Since the days are described in terms of magical phenomena (windsday, fire day etc), it occurs to me that then rather than simply presume that godsday takes place after wildday, the magical cycles are running only roughly in synchronity with each other.
Say for example, I have a spell that detects the day of the week. I cast it on windsday and it tells me it's windsday. What if I cast it early next morning and the spell still tells me that it's windsday? It's only after midmorning that the spell finally tells me that it's now Fireday and the fireday prayers can now be said.
At other occassions, the magical day might arrive early. For instance on late godday, it suddenly becomes freezeday - a chill wind blows and disrupts the ceremony.
You can extend this further by having missing days - the day after clayday is normally windsday but sometimes, _sometimes_, it turns out to be fireday and the resulting week is only six days long. You could also have leap days and the same day gets duplicated.

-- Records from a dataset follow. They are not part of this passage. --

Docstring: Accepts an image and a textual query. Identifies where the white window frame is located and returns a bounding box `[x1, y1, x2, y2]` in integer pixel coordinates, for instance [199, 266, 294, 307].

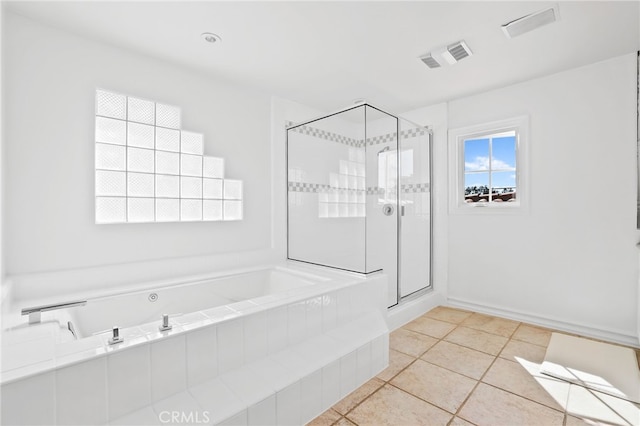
[448, 115, 529, 214]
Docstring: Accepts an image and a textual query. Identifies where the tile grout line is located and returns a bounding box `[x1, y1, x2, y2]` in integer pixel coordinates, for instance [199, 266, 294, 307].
[392, 323, 487, 424]
[339, 382, 387, 426]
[490, 323, 571, 418]
[443, 321, 523, 424]
[333, 378, 385, 421]
[391, 322, 470, 422]
[399, 314, 482, 423]
[451, 328, 570, 424]
[341, 327, 441, 425]
[447, 321, 515, 424]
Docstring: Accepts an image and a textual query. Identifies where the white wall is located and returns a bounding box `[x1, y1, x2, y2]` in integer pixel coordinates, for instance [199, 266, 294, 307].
[0, 3, 5, 295]
[445, 53, 638, 345]
[2, 12, 274, 294]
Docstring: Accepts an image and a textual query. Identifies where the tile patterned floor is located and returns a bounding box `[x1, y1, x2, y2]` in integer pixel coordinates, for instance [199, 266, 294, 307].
[307, 306, 640, 426]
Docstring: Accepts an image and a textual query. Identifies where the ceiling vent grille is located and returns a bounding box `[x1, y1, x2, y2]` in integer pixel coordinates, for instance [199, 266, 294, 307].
[447, 41, 472, 62]
[419, 40, 473, 69]
[502, 7, 558, 39]
[420, 54, 441, 69]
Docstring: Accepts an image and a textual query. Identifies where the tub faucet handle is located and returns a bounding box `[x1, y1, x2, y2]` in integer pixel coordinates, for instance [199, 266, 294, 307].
[159, 314, 172, 332]
[109, 326, 123, 345]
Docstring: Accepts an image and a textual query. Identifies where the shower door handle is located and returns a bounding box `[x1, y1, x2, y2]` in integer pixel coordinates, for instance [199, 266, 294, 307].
[382, 204, 394, 216]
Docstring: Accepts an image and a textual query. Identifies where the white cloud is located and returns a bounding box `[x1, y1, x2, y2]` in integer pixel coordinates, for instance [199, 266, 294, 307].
[465, 156, 514, 171]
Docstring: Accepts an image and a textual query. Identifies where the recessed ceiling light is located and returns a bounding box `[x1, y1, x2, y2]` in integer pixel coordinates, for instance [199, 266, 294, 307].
[201, 32, 221, 44]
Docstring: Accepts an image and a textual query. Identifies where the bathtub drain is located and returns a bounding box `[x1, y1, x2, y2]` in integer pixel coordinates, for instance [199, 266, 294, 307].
[148, 293, 158, 302]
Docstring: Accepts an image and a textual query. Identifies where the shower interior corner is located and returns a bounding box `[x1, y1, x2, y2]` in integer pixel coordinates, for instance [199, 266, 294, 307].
[286, 102, 433, 308]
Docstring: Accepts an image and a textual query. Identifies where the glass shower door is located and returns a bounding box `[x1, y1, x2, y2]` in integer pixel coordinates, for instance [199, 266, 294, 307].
[399, 119, 432, 297]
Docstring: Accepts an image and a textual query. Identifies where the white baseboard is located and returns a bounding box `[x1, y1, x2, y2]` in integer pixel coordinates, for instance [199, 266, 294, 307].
[448, 296, 639, 348]
[387, 289, 445, 331]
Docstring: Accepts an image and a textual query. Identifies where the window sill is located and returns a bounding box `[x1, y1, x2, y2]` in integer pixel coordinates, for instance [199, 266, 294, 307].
[450, 202, 528, 215]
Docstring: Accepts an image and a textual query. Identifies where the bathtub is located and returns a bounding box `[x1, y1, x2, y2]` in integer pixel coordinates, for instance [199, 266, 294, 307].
[66, 266, 328, 338]
[1, 262, 389, 425]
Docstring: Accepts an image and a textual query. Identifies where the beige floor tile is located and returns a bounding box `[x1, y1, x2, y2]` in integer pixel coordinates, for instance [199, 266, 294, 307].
[332, 377, 384, 415]
[461, 313, 520, 338]
[512, 324, 553, 347]
[482, 357, 569, 410]
[458, 383, 564, 426]
[376, 349, 414, 382]
[346, 384, 452, 426]
[450, 417, 476, 426]
[389, 328, 438, 358]
[424, 306, 473, 324]
[403, 316, 457, 339]
[421, 340, 495, 380]
[391, 359, 477, 414]
[334, 418, 356, 426]
[306, 408, 341, 426]
[444, 326, 508, 356]
[499, 338, 547, 364]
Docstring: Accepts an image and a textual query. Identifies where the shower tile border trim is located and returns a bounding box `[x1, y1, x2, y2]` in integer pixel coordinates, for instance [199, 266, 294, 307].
[287, 182, 430, 194]
[286, 121, 428, 149]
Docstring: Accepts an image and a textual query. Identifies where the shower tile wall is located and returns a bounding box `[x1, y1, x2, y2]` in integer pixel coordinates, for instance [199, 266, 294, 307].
[288, 108, 432, 306]
[287, 114, 367, 272]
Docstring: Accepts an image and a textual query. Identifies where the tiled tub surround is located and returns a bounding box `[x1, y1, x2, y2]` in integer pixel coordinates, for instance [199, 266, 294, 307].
[1, 264, 389, 425]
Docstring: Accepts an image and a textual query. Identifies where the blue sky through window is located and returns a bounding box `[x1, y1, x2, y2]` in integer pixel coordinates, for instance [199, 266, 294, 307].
[464, 132, 516, 190]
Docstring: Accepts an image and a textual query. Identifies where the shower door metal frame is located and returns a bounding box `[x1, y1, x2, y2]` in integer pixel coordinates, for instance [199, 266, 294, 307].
[396, 128, 434, 306]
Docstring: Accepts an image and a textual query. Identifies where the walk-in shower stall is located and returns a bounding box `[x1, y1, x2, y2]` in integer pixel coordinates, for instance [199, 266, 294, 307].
[287, 103, 432, 307]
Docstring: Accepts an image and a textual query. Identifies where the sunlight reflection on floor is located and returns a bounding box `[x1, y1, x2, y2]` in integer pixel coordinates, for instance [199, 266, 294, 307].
[515, 356, 640, 426]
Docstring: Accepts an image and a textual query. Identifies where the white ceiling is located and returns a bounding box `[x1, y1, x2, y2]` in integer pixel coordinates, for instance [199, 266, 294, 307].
[4, 1, 639, 113]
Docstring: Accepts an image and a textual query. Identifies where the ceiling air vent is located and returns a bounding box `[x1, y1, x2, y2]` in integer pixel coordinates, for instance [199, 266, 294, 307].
[502, 7, 558, 39]
[420, 54, 441, 69]
[447, 41, 472, 62]
[419, 40, 473, 69]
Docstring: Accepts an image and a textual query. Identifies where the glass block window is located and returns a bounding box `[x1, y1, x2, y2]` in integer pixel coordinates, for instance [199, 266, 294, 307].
[95, 89, 244, 223]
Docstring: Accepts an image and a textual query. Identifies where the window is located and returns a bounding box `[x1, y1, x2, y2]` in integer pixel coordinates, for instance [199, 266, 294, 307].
[449, 116, 528, 213]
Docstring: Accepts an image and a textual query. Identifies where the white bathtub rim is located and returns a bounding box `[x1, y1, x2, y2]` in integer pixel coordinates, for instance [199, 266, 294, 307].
[5, 262, 349, 318]
[1, 265, 387, 385]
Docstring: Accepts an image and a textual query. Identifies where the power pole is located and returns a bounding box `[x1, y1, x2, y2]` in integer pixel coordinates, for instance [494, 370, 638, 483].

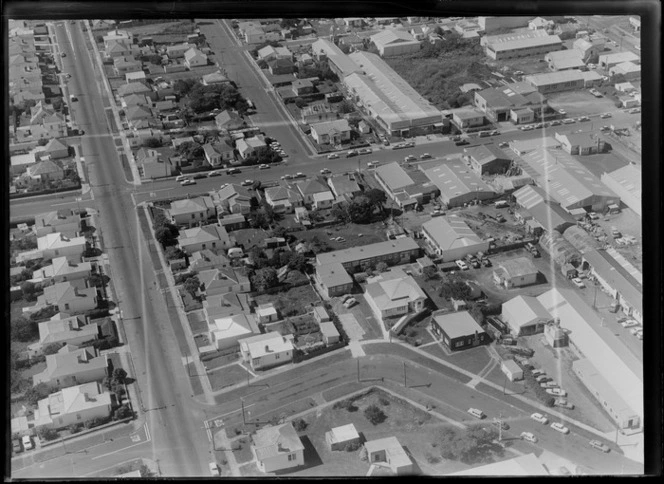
[241, 398, 246, 424]
[403, 361, 407, 388]
[357, 359, 360, 382]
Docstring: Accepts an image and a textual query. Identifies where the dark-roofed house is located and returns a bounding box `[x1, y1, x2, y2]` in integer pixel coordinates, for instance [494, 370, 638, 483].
[263, 186, 304, 213]
[33, 209, 81, 237]
[212, 183, 255, 215]
[554, 132, 604, 156]
[464, 144, 512, 175]
[43, 138, 69, 159]
[327, 175, 362, 199]
[26, 159, 64, 182]
[430, 311, 488, 351]
[292, 79, 314, 96]
[315, 262, 353, 298]
[268, 58, 295, 75]
[202, 70, 230, 86]
[251, 422, 305, 473]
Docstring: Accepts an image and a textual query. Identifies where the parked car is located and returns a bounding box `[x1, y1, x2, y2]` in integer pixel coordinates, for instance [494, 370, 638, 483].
[579, 116, 590, 121]
[22, 435, 33, 451]
[546, 388, 567, 397]
[531, 369, 544, 377]
[294, 172, 305, 178]
[467, 408, 485, 419]
[420, 153, 432, 159]
[482, 258, 492, 267]
[531, 413, 549, 424]
[572, 277, 586, 289]
[600, 113, 612, 119]
[562, 118, 575, 124]
[455, 139, 469, 146]
[554, 398, 575, 409]
[258, 164, 270, 170]
[207, 170, 223, 177]
[541, 381, 559, 388]
[320, 168, 331, 175]
[558, 109, 566, 115]
[455, 259, 469, 271]
[620, 319, 639, 328]
[343, 297, 358, 309]
[61, 52, 66, 57]
[404, 155, 417, 162]
[359, 148, 372, 154]
[629, 326, 643, 336]
[281, 174, 293, 180]
[226, 168, 240, 174]
[535, 375, 550, 383]
[628, 107, 640, 114]
[490, 130, 499, 136]
[345, 150, 358, 158]
[498, 142, 509, 148]
[209, 462, 221, 476]
[12, 439, 22, 454]
[452, 135, 461, 141]
[367, 161, 380, 168]
[550, 422, 570, 435]
[589, 440, 611, 453]
[192, 173, 207, 179]
[327, 153, 339, 159]
[601, 125, 611, 131]
[588, 212, 600, 220]
[521, 432, 538, 443]
[550, 120, 561, 126]
[180, 178, 195, 186]
[241, 179, 254, 186]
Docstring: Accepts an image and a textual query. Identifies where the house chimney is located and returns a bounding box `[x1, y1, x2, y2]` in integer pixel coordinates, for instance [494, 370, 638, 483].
[265, 345, 270, 352]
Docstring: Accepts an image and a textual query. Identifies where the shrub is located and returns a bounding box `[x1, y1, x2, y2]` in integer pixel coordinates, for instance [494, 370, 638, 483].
[68, 423, 83, 434]
[37, 427, 59, 441]
[545, 397, 555, 407]
[333, 398, 358, 412]
[292, 418, 308, 432]
[364, 404, 387, 425]
[378, 397, 390, 406]
[114, 404, 132, 420]
[345, 441, 361, 452]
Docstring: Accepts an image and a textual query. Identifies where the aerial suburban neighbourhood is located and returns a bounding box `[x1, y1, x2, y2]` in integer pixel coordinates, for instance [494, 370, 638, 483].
[8, 10, 650, 479]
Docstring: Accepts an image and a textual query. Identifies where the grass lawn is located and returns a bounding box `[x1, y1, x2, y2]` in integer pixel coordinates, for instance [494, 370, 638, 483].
[239, 462, 263, 477]
[289, 387, 449, 476]
[254, 284, 320, 317]
[187, 310, 208, 335]
[230, 436, 254, 464]
[208, 363, 251, 391]
[233, 228, 267, 251]
[203, 351, 240, 370]
[292, 222, 386, 252]
[411, 274, 453, 311]
[420, 343, 492, 375]
[225, 397, 317, 438]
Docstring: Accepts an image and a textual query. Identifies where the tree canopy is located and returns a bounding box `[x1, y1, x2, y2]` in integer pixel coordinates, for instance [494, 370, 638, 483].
[251, 267, 279, 292]
[436, 426, 502, 464]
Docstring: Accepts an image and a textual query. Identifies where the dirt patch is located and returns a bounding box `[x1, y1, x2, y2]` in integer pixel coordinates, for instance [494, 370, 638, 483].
[292, 222, 387, 252]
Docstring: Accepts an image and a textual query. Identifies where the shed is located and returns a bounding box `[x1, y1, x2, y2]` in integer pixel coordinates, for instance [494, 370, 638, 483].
[319, 321, 340, 345]
[325, 423, 361, 451]
[501, 359, 523, 381]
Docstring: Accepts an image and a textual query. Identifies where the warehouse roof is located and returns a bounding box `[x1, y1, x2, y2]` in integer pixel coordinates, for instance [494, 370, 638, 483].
[465, 144, 511, 165]
[497, 257, 539, 279]
[311, 38, 362, 77]
[513, 184, 552, 209]
[316, 262, 353, 288]
[599, 51, 640, 65]
[422, 215, 483, 251]
[525, 69, 584, 87]
[488, 35, 561, 53]
[370, 29, 419, 47]
[433, 311, 484, 339]
[545, 49, 585, 70]
[345, 51, 441, 127]
[502, 295, 552, 330]
[316, 237, 419, 266]
[422, 161, 494, 199]
[475, 87, 530, 109]
[510, 136, 562, 156]
[375, 162, 415, 192]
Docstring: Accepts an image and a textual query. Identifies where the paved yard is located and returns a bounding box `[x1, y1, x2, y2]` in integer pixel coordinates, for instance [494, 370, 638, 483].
[331, 295, 384, 341]
[546, 91, 618, 116]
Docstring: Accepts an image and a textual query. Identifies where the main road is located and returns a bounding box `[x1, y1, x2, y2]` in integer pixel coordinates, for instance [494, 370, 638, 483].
[11, 20, 214, 478]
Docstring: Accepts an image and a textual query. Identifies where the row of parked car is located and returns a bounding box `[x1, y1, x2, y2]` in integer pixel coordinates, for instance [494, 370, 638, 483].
[12, 435, 33, 454]
[455, 252, 492, 271]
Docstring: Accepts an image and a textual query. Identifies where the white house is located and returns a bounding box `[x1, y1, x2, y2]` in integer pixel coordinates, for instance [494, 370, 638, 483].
[255, 303, 279, 324]
[33, 346, 108, 388]
[37, 232, 86, 262]
[364, 436, 414, 475]
[184, 47, 207, 68]
[263, 186, 304, 213]
[32, 382, 112, 429]
[239, 331, 294, 371]
[501, 359, 524, 382]
[325, 423, 361, 451]
[492, 257, 540, 288]
[31, 256, 92, 285]
[167, 196, 216, 227]
[208, 311, 259, 350]
[30, 314, 100, 355]
[36, 281, 98, 314]
[364, 269, 427, 323]
[236, 136, 267, 159]
[252, 422, 305, 473]
[33, 210, 81, 237]
[310, 119, 351, 145]
[177, 224, 235, 254]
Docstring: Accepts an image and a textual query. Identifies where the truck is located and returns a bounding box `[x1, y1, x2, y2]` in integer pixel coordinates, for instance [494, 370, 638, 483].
[525, 242, 540, 258]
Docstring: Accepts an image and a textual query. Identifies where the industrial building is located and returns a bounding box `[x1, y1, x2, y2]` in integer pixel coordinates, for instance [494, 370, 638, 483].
[501, 295, 552, 336]
[422, 160, 495, 208]
[311, 38, 362, 78]
[554, 132, 604, 156]
[474, 86, 547, 123]
[421, 215, 489, 261]
[463, 144, 512, 175]
[477, 16, 531, 34]
[525, 69, 586, 93]
[369, 29, 421, 57]
[484, 33, 562, 60]
[598, 51, 640, 70]
[600, 164, 641, 217]
[316, 237, 421, 273]
[344, 51, 443, 136]
[609, 61, 641, 81]
[537, 288, 642, 430]
[374, 162, 438, 209]
[545, 50, 586, 71]
[493, 257, 540, 288]
[518, 148, 621, 212]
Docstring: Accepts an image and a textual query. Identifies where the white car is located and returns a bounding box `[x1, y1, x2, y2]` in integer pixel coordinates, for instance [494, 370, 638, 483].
[589, 440, 611, 453]
[209, 462, 220, 476]
[498, 142, 509, 148]
[367, 161, 380, 168]
[258, 164, 270, 169]
[558, 109, 566, 115]
[572, 278, 586, 289]
[535, 375, 549, 383]
[600, 113, 612, 119]
[546, 388, 567, 397]
[531, 413, 548, 424]
[180, 178, 195, 186]
[588, 212, 600, 220]
[281, 174, 293, 180]
[404, 155, 417, 162]
[628, 107, 641, 114]
[343, 297, 358, 309]
[320, 168, 331, 174]
[467, 408, 485, 419]
[550, 422, 570, 434]
[327, 153, 339, 159]
[420, 153, 432, 159]
[455, 259, 469, 271]
[22, 435, 33, 451]
[207, 170, 223, 177]
[621, 319, 639, 328]
[294, 172, 305, 178]
[241, 179, 254, 186]
[521, 432, 538, 443]
[629, 326, 643, 336]
[562, 118, 575, 124]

To make things easier for our chronologers, we can always stipulate that the surplus or deficit in days gets made up at Sacred Time. For the debt collectors, it might be an opportunity to inflict lateness penalties.
Another possibility is that for a given region, the magical day might be stuck. While the sun rises and sets in the small village of Yelm's Griddle, it's has been waterday for six days running. Only when waterday normally comes again does the magical day shift to clayday and the villagers breathe a sigh of relief and change their brown trousers.
Lastly there is the possibility that two magical cycles start diverging noticeably (say the lunar phases and the elemental days) - one a day early while the other a day late.